The Conventional Wisdom (And Why It's Wrong)
When NVIDIA's stock price began its meteoric rise and data center GPUs became the new gold rush, the investment thesis seemed straightforward enough. We were told that artificial intelligence would require massive computational resources to train increasingly large language models. The bigger the model, the better the performance, and thus the greater the demand for training compute. Simple enough.
This narrative had an appealing elegance to it. Training was a one-time, intensive burst of computation—like building a factory. Once built, the factory (the trained model) could produce widgets (responses) relatively cheaply. The real money was in the construction phase, not the operation phase.
What We're Actually Seeing
The reality unfolding before us tells a fundamentally more complex story. Training workloads are indeed continuing to grow rapidly, driven by what researchers call "scaling laws"—empirical relationships that show predictable performance improvements as you increase model size, data, and compute1. These aren't just theoretical constructs; they're the ROI logic that justifies billion-dollar infrastructure buildouts.

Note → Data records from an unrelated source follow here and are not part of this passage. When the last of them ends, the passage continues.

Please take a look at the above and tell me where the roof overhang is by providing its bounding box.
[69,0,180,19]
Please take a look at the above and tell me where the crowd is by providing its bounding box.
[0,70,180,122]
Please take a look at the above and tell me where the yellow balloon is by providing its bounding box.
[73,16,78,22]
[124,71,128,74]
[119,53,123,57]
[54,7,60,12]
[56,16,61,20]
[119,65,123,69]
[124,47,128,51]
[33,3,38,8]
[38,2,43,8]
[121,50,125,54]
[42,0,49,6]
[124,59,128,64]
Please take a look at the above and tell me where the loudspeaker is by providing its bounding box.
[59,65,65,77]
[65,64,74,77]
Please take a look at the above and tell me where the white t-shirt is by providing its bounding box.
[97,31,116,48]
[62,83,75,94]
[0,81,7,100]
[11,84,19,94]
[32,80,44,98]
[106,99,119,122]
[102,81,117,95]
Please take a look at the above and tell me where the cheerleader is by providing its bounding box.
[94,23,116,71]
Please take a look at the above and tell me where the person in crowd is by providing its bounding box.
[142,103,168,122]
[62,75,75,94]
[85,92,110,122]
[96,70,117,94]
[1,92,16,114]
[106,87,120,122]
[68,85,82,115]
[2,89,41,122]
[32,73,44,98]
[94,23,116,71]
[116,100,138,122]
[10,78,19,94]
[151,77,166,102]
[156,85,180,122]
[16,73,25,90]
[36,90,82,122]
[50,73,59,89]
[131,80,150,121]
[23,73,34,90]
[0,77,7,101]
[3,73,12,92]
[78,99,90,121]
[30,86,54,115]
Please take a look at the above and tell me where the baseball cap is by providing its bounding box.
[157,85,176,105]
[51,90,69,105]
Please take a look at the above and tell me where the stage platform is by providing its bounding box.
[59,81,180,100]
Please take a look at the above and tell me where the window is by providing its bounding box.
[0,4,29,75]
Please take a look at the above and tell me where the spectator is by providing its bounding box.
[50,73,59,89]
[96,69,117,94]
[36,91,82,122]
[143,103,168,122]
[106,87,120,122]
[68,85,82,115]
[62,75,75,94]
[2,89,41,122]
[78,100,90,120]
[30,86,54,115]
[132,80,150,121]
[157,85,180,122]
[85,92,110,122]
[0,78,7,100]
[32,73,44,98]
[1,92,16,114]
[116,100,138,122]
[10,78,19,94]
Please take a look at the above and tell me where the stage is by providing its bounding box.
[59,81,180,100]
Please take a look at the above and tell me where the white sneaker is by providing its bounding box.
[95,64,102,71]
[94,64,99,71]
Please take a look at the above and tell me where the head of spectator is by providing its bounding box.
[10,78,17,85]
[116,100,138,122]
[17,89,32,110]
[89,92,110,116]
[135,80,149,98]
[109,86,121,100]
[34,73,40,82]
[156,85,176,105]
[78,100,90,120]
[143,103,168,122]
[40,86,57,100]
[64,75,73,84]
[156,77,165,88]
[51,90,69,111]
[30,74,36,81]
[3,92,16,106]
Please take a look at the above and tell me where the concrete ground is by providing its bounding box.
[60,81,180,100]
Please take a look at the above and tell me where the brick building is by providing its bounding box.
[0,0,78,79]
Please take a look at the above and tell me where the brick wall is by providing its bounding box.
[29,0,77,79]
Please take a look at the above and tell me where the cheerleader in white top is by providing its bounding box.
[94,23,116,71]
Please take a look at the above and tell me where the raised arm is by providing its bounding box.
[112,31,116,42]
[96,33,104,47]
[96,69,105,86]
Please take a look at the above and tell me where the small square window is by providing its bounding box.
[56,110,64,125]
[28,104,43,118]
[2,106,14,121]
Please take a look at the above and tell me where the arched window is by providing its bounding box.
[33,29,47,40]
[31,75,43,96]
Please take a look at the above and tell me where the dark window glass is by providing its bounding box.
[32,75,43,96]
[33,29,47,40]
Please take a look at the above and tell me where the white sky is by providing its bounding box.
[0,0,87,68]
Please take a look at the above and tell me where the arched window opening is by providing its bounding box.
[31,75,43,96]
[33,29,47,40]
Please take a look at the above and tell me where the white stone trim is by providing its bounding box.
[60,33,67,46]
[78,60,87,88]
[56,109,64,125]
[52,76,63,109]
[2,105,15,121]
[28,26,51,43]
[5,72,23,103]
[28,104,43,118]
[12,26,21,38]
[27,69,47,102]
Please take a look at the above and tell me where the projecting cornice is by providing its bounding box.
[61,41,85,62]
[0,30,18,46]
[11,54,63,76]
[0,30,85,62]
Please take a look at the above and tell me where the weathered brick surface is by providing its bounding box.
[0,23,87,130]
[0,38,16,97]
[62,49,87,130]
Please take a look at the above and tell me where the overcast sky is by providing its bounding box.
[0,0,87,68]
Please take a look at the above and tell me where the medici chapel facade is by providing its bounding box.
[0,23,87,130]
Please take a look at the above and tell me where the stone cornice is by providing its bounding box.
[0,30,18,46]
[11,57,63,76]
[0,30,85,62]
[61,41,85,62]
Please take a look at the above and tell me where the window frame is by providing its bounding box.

When 10x more compute yields measurably better performance, the investment case is compelling.
But in fact training isn't a one-time event. What we call "training" encompasses pre-training (the headline-grabbing runs), supervised fine-tuning, reinforcement learning from human feedback (RLHF), and countless iterative R&D runs. Each generation of models requires dozens or hundreds of smaller experimental runs. The total compute cost of bringing a model to market is far greater than a simple one-time cost.
The Inference Revolution
Simultaneously, something profound is happening on the inference side. Consider what's actually occurring when you interact with today's advanced AI systems.
You pose a question, and rather than receiving an instant response, the system goes away to "think" for hours. Not minutes. Hours. This isn't a bug; it's a feature enabled by the scaling laws that show “thinking” longer yields dramatically better results. But this thinking is computationally expensive. Very expensive.
And then there are the “agents”. These aren't passive question-answering systems but active digital entities that can plan, execute tasks, learn from feedback, and operate semi-autonomously. An agent helping you plan a vacation doesn't just spit out a pre-computed itinerary. It researches current prices, checks weather patterns, evaluates your preferences against available options, perhaps even negotiates bookings on your behalf. Each of these steps is a fresh set of computations2.
The Hardware Disruption Hidden in Plain Sight
On the back of this are the semiconductors powering it all. The GPUs—primarily NVIDIA's H100s and similar architectures—are optimized for the large matrix multiplications and parallel processing patterns that characterize model training.
Inference has distinct computational needs: lower precision arithmetic, unique memory access patterns, and a focus on low latency and power efficiency over maximizing data processing speed. This has opened the door for specialized inference accelerators from several companies, creating potential new leaders beyond NVIDIA and AMD.
Where Does This All Lead Us?
On the one hand training demand continues to grow explosively. Foundation model companies are locked into an arms race driven by scaling laws that practically guarantee ROI from additional compute investment.
At the same time, we are seeing inference demand growing even faster. Every question asked, every agent task executed, every hour spent "thinking" through a complex problem requires fresh computational resources.
Investment Implications
The market seems to be building two distinct infrastructure layers—one optimized for training, another for inference—with different hardware, different geographic requirements, and different operators. This has interesting investment implications.
First, the foundation model companies aren't just buying compute; they're buying guaranteed performance improvements via scaling laws. This means predictable, compounding demand for chips that's not as cyclical as the traditional semiconductor market.
Second, the winners won't just be the chip makers but the companies that can build and operate the infrastructure efficiently. This means data center operators, cooling specialists, and power infrastructure companies that can handle sustained high utilization rather than periodic spikes.
Third, as inference demand grows, proximity to users becomes critical. This creates opportunities for edge computing infrastructure and regional data centers in population centers rather than just cheap-power remote locations.
Investors that understand this dual nature of AI compute demand, and position themselves accordingly, may be best positioned for the next phase of the AI boom.